For the case $y(1)=0$, state the solution explicitly, and describe (with appropriate justification) what the solution looks like:
when $|x|$ is very large;
when $x$ is very close to zero.
I tried to solve the first part:
Did i solve it right? Assuming i did, how do i know if there are any straight line solutions? And how do i got about doing the other parts?
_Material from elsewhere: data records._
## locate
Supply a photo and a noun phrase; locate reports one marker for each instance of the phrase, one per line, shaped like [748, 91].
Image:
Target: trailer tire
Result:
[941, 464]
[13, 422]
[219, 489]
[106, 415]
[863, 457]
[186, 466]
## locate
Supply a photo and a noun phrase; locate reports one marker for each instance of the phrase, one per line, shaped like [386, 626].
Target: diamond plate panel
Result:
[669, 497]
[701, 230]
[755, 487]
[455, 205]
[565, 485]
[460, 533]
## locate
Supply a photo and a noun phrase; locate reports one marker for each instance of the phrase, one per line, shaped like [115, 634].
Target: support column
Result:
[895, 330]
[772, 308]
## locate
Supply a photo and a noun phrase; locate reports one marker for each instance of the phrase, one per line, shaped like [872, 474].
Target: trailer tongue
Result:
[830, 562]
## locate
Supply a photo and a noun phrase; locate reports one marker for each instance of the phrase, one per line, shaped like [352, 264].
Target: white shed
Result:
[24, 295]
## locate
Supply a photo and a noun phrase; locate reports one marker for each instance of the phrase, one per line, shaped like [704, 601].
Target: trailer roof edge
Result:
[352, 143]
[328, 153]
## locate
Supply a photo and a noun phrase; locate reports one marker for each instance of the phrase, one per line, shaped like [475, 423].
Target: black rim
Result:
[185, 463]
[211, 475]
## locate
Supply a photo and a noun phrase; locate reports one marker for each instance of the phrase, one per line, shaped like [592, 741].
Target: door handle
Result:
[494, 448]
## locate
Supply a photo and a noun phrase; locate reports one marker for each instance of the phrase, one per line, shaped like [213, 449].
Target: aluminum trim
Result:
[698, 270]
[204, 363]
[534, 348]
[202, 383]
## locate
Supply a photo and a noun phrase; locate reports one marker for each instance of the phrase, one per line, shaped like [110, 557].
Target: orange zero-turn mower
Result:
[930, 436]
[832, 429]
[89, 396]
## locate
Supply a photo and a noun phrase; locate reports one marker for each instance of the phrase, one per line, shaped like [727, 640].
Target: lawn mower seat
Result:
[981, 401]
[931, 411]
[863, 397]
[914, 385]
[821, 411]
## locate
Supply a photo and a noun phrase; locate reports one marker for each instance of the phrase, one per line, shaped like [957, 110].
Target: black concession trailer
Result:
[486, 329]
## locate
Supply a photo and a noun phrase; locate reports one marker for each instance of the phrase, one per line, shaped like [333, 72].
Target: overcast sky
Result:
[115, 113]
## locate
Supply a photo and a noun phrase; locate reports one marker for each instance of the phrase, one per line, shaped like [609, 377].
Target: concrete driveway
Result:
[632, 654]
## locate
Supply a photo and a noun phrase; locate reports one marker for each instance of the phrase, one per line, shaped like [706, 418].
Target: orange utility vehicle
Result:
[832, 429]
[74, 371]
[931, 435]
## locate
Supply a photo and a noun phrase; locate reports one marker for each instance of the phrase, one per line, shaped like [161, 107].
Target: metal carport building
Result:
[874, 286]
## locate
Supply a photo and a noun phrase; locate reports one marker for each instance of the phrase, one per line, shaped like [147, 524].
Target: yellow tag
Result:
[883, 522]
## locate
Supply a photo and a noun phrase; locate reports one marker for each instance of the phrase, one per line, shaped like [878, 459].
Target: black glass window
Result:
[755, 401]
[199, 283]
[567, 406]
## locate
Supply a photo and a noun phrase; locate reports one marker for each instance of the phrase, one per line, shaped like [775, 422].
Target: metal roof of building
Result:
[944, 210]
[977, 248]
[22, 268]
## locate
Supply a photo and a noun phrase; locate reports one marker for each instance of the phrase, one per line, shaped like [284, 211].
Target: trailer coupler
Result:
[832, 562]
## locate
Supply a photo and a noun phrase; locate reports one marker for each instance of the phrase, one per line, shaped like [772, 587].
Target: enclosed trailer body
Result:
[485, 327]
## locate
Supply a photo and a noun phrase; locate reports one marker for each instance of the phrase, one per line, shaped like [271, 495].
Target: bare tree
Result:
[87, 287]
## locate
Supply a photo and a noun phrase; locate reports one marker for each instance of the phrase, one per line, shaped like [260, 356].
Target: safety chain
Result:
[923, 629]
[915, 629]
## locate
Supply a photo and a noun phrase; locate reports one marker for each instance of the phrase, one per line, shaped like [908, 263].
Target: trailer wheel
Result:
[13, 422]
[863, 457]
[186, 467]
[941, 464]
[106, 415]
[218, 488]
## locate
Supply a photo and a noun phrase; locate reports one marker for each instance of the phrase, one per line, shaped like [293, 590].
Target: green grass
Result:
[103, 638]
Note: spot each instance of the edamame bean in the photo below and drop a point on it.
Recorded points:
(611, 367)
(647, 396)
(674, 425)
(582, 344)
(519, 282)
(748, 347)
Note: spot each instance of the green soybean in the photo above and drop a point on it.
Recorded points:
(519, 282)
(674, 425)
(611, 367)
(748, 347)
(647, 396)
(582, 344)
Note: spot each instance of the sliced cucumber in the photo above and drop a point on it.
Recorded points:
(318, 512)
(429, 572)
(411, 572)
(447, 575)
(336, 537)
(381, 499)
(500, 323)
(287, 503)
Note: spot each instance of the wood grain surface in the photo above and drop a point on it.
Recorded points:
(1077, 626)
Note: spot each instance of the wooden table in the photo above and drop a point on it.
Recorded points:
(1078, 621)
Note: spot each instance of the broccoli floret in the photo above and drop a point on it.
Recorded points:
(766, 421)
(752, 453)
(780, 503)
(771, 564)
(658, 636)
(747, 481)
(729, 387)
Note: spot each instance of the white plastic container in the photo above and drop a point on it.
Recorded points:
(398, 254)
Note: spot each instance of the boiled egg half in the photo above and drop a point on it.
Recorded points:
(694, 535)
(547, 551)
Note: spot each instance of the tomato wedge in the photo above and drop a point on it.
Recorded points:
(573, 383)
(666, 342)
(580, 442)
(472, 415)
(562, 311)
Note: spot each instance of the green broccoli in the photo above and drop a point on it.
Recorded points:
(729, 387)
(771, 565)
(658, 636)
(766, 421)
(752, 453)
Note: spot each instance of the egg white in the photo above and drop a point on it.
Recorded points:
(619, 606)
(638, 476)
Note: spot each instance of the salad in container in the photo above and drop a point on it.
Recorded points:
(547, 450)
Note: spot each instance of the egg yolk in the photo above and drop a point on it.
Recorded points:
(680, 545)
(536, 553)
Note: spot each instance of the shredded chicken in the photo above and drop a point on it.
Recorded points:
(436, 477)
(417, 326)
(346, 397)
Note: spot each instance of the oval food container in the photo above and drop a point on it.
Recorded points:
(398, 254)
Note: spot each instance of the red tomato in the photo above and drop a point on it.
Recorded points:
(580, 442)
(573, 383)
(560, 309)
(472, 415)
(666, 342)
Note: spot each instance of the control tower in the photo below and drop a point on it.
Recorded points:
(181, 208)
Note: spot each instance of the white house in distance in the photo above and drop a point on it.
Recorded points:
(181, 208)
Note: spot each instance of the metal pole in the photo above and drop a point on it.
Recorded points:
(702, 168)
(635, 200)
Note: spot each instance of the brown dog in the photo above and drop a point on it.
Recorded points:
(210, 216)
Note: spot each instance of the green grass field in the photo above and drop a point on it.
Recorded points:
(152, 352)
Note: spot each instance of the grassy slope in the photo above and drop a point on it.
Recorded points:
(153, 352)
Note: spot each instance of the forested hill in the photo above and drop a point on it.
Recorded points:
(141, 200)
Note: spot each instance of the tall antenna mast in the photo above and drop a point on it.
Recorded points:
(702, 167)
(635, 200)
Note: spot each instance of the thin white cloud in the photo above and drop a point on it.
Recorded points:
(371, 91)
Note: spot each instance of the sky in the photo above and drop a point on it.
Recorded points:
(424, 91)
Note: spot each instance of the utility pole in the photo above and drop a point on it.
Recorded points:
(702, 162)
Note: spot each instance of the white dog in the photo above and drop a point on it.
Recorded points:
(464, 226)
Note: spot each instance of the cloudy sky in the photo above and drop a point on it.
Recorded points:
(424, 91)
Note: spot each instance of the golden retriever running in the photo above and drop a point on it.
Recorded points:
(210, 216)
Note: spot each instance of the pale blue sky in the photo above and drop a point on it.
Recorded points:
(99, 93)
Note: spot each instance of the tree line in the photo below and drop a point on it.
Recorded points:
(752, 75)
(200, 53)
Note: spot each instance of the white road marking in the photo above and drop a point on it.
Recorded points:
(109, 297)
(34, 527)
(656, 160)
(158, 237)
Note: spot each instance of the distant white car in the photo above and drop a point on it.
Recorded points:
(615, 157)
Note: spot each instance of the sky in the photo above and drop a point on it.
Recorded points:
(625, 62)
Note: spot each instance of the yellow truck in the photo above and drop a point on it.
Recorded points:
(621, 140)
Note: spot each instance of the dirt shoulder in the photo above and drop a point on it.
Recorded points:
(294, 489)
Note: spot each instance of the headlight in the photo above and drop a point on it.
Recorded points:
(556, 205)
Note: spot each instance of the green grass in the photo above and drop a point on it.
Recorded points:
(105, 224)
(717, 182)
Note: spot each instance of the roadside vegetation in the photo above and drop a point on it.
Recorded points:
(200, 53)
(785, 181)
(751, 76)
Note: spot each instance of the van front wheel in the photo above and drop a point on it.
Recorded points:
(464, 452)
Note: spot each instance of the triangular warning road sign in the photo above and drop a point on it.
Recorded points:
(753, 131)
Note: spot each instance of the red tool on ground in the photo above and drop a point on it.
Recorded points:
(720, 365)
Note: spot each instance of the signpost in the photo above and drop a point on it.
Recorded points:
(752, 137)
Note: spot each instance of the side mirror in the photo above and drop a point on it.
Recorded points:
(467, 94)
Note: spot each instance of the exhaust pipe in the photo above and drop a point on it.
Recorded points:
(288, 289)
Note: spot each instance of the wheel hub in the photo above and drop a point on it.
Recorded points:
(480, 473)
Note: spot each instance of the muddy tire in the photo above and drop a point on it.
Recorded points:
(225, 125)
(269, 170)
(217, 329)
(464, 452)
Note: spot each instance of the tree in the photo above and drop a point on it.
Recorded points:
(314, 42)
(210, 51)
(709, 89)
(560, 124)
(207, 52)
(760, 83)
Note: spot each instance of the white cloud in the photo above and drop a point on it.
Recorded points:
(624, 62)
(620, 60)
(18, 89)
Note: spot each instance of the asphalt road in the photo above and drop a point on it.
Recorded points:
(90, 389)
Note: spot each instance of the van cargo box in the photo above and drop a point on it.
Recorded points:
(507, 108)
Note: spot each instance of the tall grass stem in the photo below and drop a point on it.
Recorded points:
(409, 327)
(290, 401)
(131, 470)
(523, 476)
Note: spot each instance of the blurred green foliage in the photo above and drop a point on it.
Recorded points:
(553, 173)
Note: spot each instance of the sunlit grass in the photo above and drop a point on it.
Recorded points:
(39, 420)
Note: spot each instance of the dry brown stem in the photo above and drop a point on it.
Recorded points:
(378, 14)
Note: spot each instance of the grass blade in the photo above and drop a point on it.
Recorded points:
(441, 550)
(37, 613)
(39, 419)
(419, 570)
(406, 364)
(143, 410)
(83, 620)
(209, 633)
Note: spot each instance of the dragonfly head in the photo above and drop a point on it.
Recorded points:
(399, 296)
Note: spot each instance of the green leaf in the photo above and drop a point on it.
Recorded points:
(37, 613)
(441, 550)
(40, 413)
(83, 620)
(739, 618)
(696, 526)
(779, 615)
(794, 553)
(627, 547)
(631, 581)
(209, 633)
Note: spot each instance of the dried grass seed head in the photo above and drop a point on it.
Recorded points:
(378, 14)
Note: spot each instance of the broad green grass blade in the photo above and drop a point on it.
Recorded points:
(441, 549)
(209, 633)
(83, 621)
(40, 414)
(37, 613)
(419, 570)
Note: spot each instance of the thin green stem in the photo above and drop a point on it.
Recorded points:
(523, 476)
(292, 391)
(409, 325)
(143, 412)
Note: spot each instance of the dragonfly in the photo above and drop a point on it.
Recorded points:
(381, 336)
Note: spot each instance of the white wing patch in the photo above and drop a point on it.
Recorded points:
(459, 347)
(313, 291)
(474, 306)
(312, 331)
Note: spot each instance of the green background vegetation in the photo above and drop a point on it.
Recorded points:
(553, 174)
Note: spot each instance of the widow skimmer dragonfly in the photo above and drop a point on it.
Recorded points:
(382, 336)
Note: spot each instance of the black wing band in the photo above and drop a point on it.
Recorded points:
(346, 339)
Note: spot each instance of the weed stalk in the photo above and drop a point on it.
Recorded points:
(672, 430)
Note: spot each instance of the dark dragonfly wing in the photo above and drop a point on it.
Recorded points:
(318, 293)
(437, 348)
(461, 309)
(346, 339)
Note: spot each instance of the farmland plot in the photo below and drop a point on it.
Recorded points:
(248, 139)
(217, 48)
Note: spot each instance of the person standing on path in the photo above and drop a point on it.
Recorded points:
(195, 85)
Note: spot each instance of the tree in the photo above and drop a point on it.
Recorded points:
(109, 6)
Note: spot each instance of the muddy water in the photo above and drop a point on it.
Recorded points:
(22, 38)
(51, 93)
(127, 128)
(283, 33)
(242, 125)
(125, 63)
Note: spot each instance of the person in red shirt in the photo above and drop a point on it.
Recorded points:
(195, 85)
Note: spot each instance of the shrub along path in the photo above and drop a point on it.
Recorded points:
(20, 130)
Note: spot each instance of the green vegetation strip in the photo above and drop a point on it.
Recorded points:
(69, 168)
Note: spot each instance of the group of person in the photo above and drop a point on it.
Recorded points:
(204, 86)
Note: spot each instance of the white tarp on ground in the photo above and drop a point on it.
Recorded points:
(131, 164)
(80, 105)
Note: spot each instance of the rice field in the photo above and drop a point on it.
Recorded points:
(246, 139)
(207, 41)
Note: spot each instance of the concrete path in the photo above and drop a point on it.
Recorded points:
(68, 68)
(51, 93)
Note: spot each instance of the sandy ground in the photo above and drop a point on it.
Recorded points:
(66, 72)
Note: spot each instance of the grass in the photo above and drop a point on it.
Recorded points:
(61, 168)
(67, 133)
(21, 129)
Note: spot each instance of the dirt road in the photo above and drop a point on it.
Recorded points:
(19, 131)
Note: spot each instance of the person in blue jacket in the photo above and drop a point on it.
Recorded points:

Should i set $c=0$ to find if there are straight line solutions? I know there is a way using $y=mx$, so $dy/dx = m$, but i'm not sure please help
Thanks
Your calculations look OK, but seem to miss the point. You do not need to compute the full solution, you only need to test solutions of the required format.
The equation is homogeneous of degree 2 in the polynomial sense. Thus set $y=xu$ then $$ x^2y'=x^3u'+x^2u=x^2(u^2-3u-5)\implies xu'=u^2-4u-5=(u-5)(u+1) $$ This has the constant solutions $u=5$ and $u=-1$ with the corresponding linear homogeneous solutions for $y$.
In general you might want to test $y=a_0+a_1x$ to find all linear solutions. $$ x^2a_1=a_1^2x^2+2a_0a_1x+a_0^2-3a_1x^2-3a_0x-5x^2 $$ and then compare coefficients to find $a_0=0$ which then leads back to the already found solutions.